The decision between using stereo positioning and/or binaural positioning should be a creative one, rather than a technical one, and depends on your game needs per component and situation. It’s all about experimentation and choices.
Preferably, your choices should be made prior starting the audio production of your game, as your positioning system(s) will affect your technical pipeline on the implementation front, as well as the creative approach when building assets and implementing them.
Creative Audio Language
Your creative audio approach when starting to work on a VR game is then affected by (at least) all of the above. You should ask yourself: When to use audio for multi-sensory integration purpose(s)? How human evolution (realistic approach) and game audio language (gameplay feedbacks and players expectation) impact your creative decision and technical choices and pipeline?
But then, what do you do with any extra-diegetic sources? Let’s take a concrete example with Music. From an end-user perspective, people need to be guided to understand what to think of a scene, what’s the context, what to feel, or what’s the setting. Those are some of the primarily Music purposes. It really depends of your game creative approach, so aim for what works best for your game. VR needs to be interactive, and Players actions need to feel meaningful in the game. Adaptive music needs to be think of carefully and creatively to build something that works both for the VR medium, and the game itself.
On the other hand, players have expectation of realism when playing VR game or experiences, and will notice anything done wrong on the soundscape, anything that could take them out of the experience. Contents production value, audio repetition, and the degree of direct or indirect interactivity to be built in Virtual Worlds can be extremely challenging.

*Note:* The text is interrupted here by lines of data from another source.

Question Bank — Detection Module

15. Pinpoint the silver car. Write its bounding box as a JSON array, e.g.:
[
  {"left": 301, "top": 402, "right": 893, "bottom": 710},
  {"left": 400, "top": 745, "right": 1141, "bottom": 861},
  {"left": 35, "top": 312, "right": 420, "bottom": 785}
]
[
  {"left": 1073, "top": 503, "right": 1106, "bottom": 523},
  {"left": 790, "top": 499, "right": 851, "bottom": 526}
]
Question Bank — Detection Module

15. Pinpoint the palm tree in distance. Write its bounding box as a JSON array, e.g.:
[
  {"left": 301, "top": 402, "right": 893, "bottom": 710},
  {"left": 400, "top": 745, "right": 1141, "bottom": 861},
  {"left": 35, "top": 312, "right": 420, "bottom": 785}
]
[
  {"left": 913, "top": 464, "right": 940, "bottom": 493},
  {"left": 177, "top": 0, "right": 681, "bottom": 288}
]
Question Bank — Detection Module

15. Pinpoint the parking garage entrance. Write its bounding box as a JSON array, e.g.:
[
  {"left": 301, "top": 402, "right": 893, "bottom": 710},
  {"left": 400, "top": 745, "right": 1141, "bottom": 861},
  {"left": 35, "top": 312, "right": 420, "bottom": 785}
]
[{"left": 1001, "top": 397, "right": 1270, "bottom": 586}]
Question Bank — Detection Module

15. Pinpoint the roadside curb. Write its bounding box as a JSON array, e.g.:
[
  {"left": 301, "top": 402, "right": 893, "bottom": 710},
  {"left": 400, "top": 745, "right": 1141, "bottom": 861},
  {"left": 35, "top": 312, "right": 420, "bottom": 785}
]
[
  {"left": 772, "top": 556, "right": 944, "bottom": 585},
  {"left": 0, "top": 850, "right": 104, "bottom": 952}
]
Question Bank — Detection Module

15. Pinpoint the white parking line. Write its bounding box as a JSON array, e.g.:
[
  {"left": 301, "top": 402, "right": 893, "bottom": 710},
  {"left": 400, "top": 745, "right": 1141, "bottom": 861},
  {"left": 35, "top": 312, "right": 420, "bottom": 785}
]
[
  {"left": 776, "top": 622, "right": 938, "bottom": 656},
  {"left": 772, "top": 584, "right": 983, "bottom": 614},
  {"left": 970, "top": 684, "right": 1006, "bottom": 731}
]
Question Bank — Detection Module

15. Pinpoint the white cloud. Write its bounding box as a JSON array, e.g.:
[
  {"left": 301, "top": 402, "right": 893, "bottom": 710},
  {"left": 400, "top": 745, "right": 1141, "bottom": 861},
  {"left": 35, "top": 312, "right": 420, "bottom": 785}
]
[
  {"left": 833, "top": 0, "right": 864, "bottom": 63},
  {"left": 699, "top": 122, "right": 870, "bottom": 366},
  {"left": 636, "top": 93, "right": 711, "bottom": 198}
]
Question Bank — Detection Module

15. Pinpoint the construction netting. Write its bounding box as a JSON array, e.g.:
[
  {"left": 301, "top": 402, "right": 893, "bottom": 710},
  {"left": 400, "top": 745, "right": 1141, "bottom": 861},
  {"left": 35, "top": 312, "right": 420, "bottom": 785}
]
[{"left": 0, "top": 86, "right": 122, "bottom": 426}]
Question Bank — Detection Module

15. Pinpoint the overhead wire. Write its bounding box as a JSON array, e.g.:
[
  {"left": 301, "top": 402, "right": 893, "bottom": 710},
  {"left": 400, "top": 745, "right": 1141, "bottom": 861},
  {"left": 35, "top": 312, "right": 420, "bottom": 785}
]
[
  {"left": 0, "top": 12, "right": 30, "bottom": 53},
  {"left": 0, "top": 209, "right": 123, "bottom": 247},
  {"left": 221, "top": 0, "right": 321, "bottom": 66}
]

You need to decide your intimate zone, the zone where you could interact with object, the zone where you need to add a lot of details in your sounds, both for positioning and dynamic layering matters.
Interactivity is a big topic of itself for audio in VR. You need to decide your intimate zone, the zone where you could interact with object, the zone where you need to add a lot of details in your sounds, both for positioning and dynamic layering matters. Audio can also be used as an input in VR, which once again reinforce the multi-sensory integration with haptic and visuals, and could possibly suggest taste or smell, if the MSI moment is totally mastered. Concrete example, let’s say you could grab a cigarette in the game, take the controller to your mouth, inhale and exhale would trigger respectively the subtle and visceral sound of a cigarette being burned (plus its visual feedback) and the visual cue of the smoke VFX along the sound of your character exhaling, or the direct sound of yourself (from the VR microphone) going through the acoustic rendering of the virtual environment.
To sum up
The main rule when doing audio for VR is that…there are no rules! Creative language is currently being developed by pioneers in the industry, both for the VR medium itself, and the type of games that works well for it.
Rome wasn’t built in a day, and as for all great things, VR and VR audio need time to reach its full potential. We are at the beginning of the VR in terms of technology and development, and there is no perfect recipe when working on VR audio.
Audio is not limited to what’s on screen anymore and should play an even bigger role than in flat screen games, serving all gameplay feedbacks, emotional states, engagement, storytelling, spatial immersion, multi-sensory integration, player’s position relative to the game action (and to some extend body balance).